A. Since Sunday, 5-31 is World No Tobacco Day 2009, tomorrow’s post will be on why to avoid tobacco smoke, second hand smoke, and tobacco with some tips on doing so. Of the habits it comes close to being the most important one to keep good health.

B. Here’s a few ways to follow the lifestyle that keeps you healthy, fit, and free of excessive body fat so that the scale and tape measure show you are doing it well enough to do the job.

1. Try to get in some walking each week; do at least two sessions of strength training each week even if you just do 20 minutes each with light weights; do at least 3 interval cardio workouts each week. And do the exercises with some extra effort and intensity once you get used to doing them.

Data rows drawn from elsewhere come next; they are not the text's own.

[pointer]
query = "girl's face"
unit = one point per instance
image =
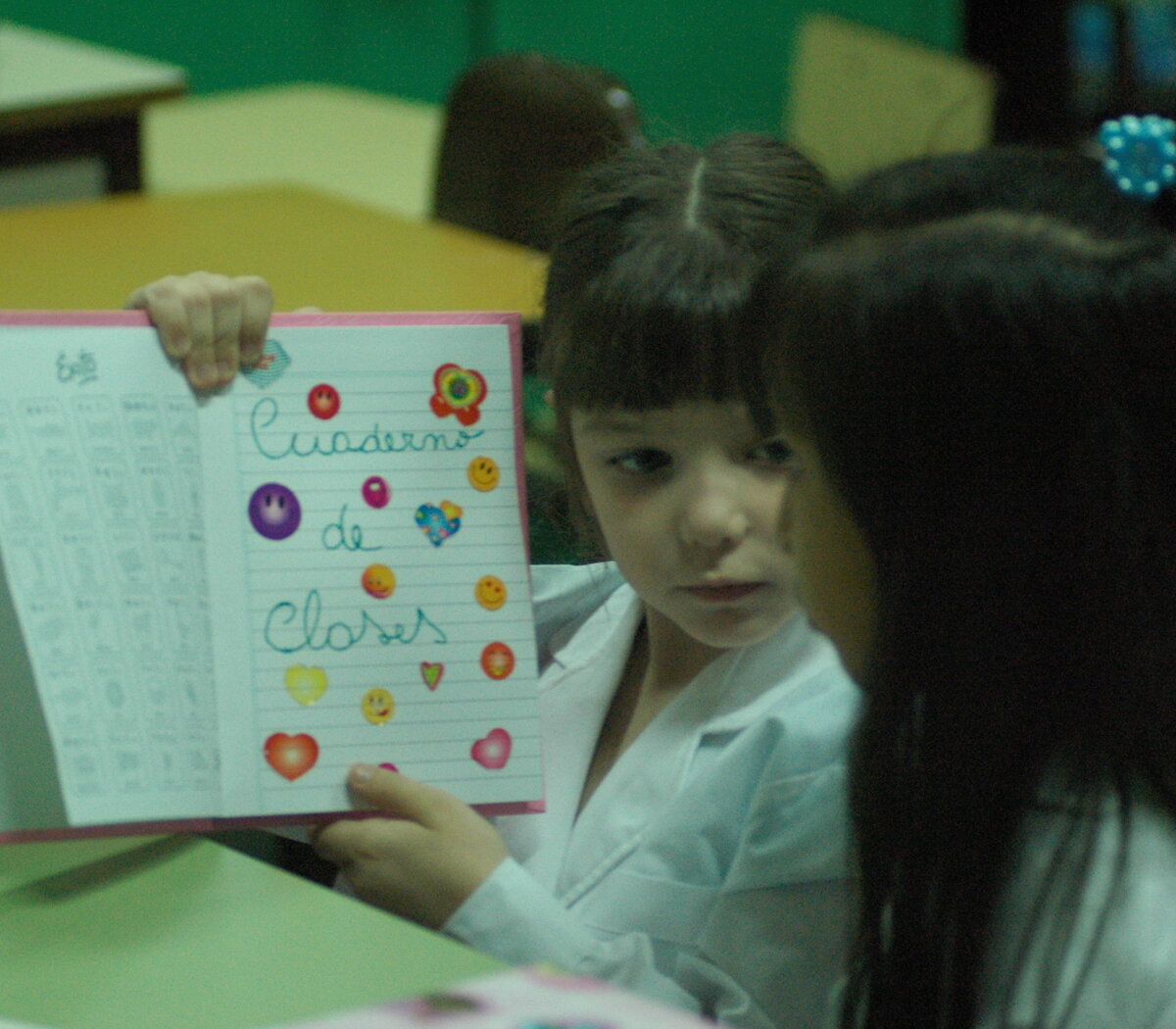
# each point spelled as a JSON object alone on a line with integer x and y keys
{"x": 688, "y": 500}
{"x": 835, "y": 573}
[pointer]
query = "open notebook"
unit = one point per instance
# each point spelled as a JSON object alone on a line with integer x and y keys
{"x": 211, "y": 609}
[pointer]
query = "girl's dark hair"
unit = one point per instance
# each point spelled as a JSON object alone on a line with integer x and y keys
{"x": 652, "y": 268}
{"x": 986, "y": 364}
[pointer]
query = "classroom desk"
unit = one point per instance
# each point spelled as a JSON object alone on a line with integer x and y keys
{"x": 181, "y": 932}
{"x": 70, "y": 115}
{"x": 177, "y": 932}
{"x": 313, "y": 248}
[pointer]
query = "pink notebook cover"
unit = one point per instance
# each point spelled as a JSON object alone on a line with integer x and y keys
{"x": 346, "y": 521}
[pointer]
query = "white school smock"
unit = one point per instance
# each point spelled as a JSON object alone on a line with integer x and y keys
{"x": 1130, "y": 980}
{"x": 710, "y": 868}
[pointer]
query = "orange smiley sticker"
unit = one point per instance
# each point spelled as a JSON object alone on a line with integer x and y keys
{"x": 491, "y": 592}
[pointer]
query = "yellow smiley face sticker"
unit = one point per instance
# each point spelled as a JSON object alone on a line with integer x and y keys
{"x": 483, "y": 473}
{"x": 377, "y": 706}
{"x": 491, "y": 592}
{"x": 379, "y": 580}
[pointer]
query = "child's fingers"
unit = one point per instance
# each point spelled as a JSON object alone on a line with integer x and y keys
{"x": 168, "y": 305}
{"x": 257, "y": 306}
{"x": 398, "y": 797}
{"x": 353, "y": 841}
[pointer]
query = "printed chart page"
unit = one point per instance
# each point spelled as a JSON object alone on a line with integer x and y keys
{"x": 368, "y": 565}
{"x": 105, "y": 617}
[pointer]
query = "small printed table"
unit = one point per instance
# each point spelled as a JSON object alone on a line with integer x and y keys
{"x": 70, "y": 115}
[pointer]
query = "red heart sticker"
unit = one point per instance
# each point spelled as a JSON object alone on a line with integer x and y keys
{"x": 292, "y": 757}
{"x": 493, "y": 751}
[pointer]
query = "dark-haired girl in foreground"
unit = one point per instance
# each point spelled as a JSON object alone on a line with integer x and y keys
{"x": 976, "y": 371}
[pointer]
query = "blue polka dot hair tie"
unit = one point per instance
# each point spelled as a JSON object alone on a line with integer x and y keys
{"x": 1140, "y": 153}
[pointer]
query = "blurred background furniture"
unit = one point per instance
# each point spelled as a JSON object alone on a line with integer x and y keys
{"x": 517, "y": 129}
{"x": 369, "y": 147}
{"x": 312, "y": 247}
{"x": 70, "y": 116}
{"x": 861, "y": 99}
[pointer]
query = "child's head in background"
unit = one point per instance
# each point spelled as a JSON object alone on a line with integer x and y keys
{"x": 642, "y": 348}
{"x": 976, "y": 368}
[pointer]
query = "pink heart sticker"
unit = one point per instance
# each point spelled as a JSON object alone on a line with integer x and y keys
{"x": 432, "y": 673}
{"x": 493, "y": 751}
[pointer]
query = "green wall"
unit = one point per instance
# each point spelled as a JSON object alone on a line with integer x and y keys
{"x": 698, "y": 68}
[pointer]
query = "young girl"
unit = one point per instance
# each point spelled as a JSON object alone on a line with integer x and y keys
{"x": 975, "y": 373}
{"x": 695, "y": 844}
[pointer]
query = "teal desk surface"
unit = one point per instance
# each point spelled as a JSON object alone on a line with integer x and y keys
{"x": 175, "y": 932}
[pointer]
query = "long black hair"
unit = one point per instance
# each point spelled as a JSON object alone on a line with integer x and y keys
{"x": 987, "y": 365}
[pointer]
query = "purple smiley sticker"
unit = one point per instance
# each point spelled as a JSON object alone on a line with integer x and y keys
{"x": 375, "y": 492}
{"x": 274, "y": 511}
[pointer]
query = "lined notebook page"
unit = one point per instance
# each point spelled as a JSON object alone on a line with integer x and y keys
{"x": 368, "y": 575}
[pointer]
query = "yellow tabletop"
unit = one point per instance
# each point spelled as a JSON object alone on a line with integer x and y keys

2. Drink no soft drinks of any kind; discontinue ingesting any hydrogenated oils or high fructose corn syrup; stop eating virtually all refined grain foods; eat sugar or foods containing it a few times a week or less rather than several servings every day; follow the guidelines on moderate drinking or drink a bit less.

3. Eat at least 3 servings of green or nonstarchy vegetables each day and more than 5 if you can manage it; eat at least one serving of fruit each day; and drink a glass of real fruit or vegetable juice each day but not more than 2 glasses of fruit juice. And eat organic produce to the best of your ability instead of pesticide and herbicide treated produce.

4. Eat healthy fat and oils only, avocados, raw or dry roasted nuts, extra virgin olive oil, and omega 3 oils from purified supplements or wild caught fish.

5. Eat healthy protein foods only, beef fed only grass, pasture raised only poultry, whey protein supplements, wild caught fish and seafood from unpolluted waters of kinds that do NOT over-accumulate mercury AND only eat nonfat or extremely lean meats and poultry or dairy products to the extent you can.

6. If you find you are too fat or too heavy or both, eat more vegetables, drink less alcohol, and ingest less sugar, or be more strict about eating only health OK things if needed, and increase the amount of exercise you get until you lose some of it. And keep track at least once a month to be sure you catch it if you start adding fat weight.